It's My Life (Don't You Forget)
yspaceLife continues.
I worked last night and although it was VERY slow, I managed to earn $5 more than my goal and just enough to cover my urgent bills. As of today I am only behind on ONE bill and I will have that bill paid on Friday.
I still love working at the restaurant. I'm not sure I can ever explain it. I just feel...happier there.
The Cop contacted me yesterday and we had a lengthy IM exchange. I am considering giving him a 2nd chance. We'll see. I'm not sure if it's him or me. Maybe I just can't feel anything? I thought about it and realized that the last guy (post Jeff) that I was even REMOTELY attracted to was Mark and it took Mark a month of phone calls and IM's and a 3rd date before I started feeling happy to see him.
Apparently it takes a lot of effort to get past my force fields and walls and get me to relax enough to even decide if I like you.

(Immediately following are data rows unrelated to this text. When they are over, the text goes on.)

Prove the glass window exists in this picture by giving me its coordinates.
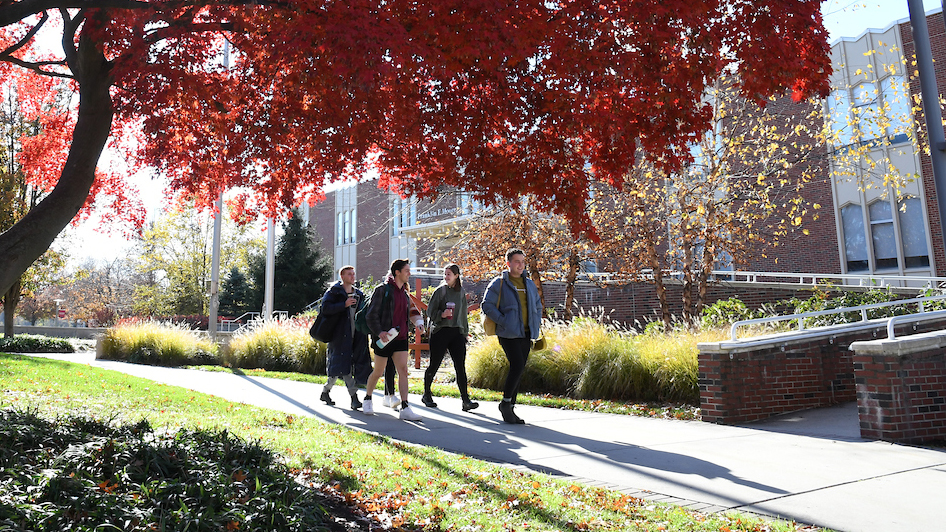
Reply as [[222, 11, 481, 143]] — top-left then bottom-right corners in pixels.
[[828, 89, 852, 146], [898, 197, 930, 268], [880, 76, 913, 142], [351, 209, 358, 244], [343, 211, 351, 244], [841, 205, 869, 272], [867, 200, 897, 270], [854, 82, 884, 140]]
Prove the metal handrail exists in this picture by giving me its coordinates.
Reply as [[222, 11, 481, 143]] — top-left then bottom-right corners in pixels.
[[887, 310, 946, 340], [729, 294, 946, 341]]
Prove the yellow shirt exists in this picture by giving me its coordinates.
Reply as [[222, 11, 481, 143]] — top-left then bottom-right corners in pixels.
[[509, 275, 529, 332]]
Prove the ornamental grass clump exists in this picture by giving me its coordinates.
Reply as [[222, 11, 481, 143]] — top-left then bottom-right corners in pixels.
[[223, 320, 326, 375], [467, 318, 724, 404], [96, 321, 217, 366]]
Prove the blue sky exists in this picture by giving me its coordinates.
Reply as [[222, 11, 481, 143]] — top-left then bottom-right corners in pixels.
[[66, 0, 942, 260], [821, 0, 942, 43]]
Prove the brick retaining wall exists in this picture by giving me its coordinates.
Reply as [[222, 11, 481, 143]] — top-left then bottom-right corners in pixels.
[[852, 331, 946, 443], [698, 321, 946, 428]]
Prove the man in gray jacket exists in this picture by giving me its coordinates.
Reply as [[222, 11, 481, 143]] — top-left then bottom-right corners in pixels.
[[480, 248, 542, 424]]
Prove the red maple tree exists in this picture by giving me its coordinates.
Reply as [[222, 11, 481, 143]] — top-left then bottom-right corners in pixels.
[[0, 0, 830, 298]]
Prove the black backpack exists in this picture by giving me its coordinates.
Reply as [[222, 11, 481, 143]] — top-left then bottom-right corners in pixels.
[[355, 283, 391, 336]]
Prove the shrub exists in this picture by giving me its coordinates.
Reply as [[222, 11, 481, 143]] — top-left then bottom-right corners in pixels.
[[0, 410, 331, 531], [223, 320, 326, 375], [98, 321, 217, 366], [0, 334, 75, 353], [700, 297, 754, 329]]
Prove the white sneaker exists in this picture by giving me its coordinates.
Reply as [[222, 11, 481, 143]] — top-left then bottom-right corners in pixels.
[[381, 395, 400, 408], [400, 405, 421, 421]]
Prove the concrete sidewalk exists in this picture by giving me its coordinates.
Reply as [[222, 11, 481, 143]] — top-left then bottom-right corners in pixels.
[[22, 353, 946, 531]]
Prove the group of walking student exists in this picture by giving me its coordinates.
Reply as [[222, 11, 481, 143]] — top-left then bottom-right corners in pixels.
[[321, 249, 542, 424]]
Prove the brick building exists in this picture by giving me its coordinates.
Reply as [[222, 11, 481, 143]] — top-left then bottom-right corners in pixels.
[[310, 10, 946, 322]]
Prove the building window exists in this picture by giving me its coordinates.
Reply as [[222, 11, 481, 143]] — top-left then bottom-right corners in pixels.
[[880, 76, 913, 143], [391, 197, 417, 235], [854, 81, 883, 141], [828, 89, 853, 146], [898, 197, 930, 268], [867, 200, 897, 270], [841, 205, 870, 272]]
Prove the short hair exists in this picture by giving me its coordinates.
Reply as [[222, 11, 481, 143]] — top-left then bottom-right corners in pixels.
[[443, 262, 463, 292], [506, 248, 526, 262], [391, 259, 411, 275]]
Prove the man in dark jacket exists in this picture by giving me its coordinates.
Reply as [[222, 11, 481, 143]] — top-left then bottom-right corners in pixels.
[[319, 266, 368, 410], [480, 248, 542, 424]]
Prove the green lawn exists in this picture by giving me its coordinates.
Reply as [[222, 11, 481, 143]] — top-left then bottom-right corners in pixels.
[[0, 354, 824, 532]]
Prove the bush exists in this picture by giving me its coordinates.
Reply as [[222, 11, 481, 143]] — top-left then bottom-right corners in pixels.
[[700, 297, 755, 329], [0, 410, 330, 531], [222, 320, 326, 375], [0, 334, 75, 353], [98, 322, 218, 366], [467, 318, 723, 404]]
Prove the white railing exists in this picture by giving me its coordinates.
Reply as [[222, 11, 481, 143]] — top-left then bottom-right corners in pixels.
[[582, 270, 946, 288], [729, 295, 946, 341]]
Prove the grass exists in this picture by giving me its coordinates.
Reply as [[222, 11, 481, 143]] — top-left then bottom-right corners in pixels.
[[189, 363, 700, 420], [467, 318, 725, 405], [99, 321, 217, 366], [0, 334, 75, 353], [0, 355, 820, 532], [221, 320, 326, 374]]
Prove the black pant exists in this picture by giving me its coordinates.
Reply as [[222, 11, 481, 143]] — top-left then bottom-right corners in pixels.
[[424, 327, 470, 401], [384, 357, 397, 395], [499, 337, 532, 404]]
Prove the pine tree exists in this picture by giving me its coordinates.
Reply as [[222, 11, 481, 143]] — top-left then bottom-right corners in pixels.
[[220, 268, 252, 318], [250, 211, 332, 316]]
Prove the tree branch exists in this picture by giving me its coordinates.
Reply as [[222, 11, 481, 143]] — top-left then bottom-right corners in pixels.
[[0, 56, 74, 79], [0, 11, 49, 56]]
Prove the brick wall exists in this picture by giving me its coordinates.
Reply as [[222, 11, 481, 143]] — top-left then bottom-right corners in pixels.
[[698, 333, 856, 424], [853, 332, 946, 443], [698, 321, 946, 428]]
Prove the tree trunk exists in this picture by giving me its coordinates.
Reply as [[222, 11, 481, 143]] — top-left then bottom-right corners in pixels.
[[3, 279, 21, 338], [564, 248, 581, 321], [529, 261, 546, 318], [0, 33, 114, 293], [654, 270, 673, 332]]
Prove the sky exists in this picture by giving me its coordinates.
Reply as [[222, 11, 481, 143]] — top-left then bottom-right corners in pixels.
[[54, 0, 942, 262]]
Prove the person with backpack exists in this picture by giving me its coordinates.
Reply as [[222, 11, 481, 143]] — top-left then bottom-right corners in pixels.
[[421, 264, 480, 412], [480, 248, 542, 424], [319, 266, 368, 410], [362, 259, 424, 421]]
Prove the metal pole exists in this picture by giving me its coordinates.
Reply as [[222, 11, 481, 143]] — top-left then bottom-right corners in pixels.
[[207, 193, 223, 341], [907, 0, 946, 270], [263, 217, 276, 320], [207, 39, 230, 342]]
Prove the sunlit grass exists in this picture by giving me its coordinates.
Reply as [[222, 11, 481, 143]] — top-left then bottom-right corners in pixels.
[[467, 318, 725, 405], [221, 320, 326, 375], [98, 321, 217, 366], [0, 355, 824, 532]]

I realized this is true across the board...I also am JUST NOW beginning to socialize outside of work with some of my female co-workers...after 6 months. It's taken them 6 months to get me to warm up to them.
Yeah. I think it's me.
Jeff was the master of walls. He had walls within walls built on top of more walls. He thinks he did me a favor by giving me walls that I never had before.
I think he can shove his "favor" right up his ass.
I didn't respond to his email yesterday. I have no intention of communicating with him. I did have to laugh that he wrote back at all. How do you take an email where I basically tell him I am letting go and "good bye" and then write back with a lengthy and detailed summary of his life at the moment?
I'm semi-proud that I finally stood up and told my heart "enough". My head is running the show now. The dream where we got back together is what freaked me out. All this time I have been wishing and praying to have him back and when the dream hit - I just snapped. My head won't allow it.
He's right. You're right. Head's right. He's not good for me. I started to list why and realized there's no need to be nasty...I don't feel nasty towards him. I will always love him but I will NEVER be with him again.
Moving on (this time I hope I really am)
I work again tonight and hallelujah for that. I have $5 in my purse and I'm out of gas. My gas-guzzling Ex-Mobile will get about a gallon and a half out of that. JUST enough to get Taylor from school and get TO work. If my budget is correct, I should manage to earn another $50 tonight and that will sustain me for the week.
I'm doing ok. I feel stronger.
1 comment:
The reason he takes a goodbye email and then responds with a detailed one of his life is because all he truly considers is himself. He doesn't consider anyone beyond his own needs for them. Everyone exists to serve some purpose for him. He is truly an antisocial person - not the antisocial that doesn't like to interact with others, but the antisocial that believes others exist merely to serve their needs.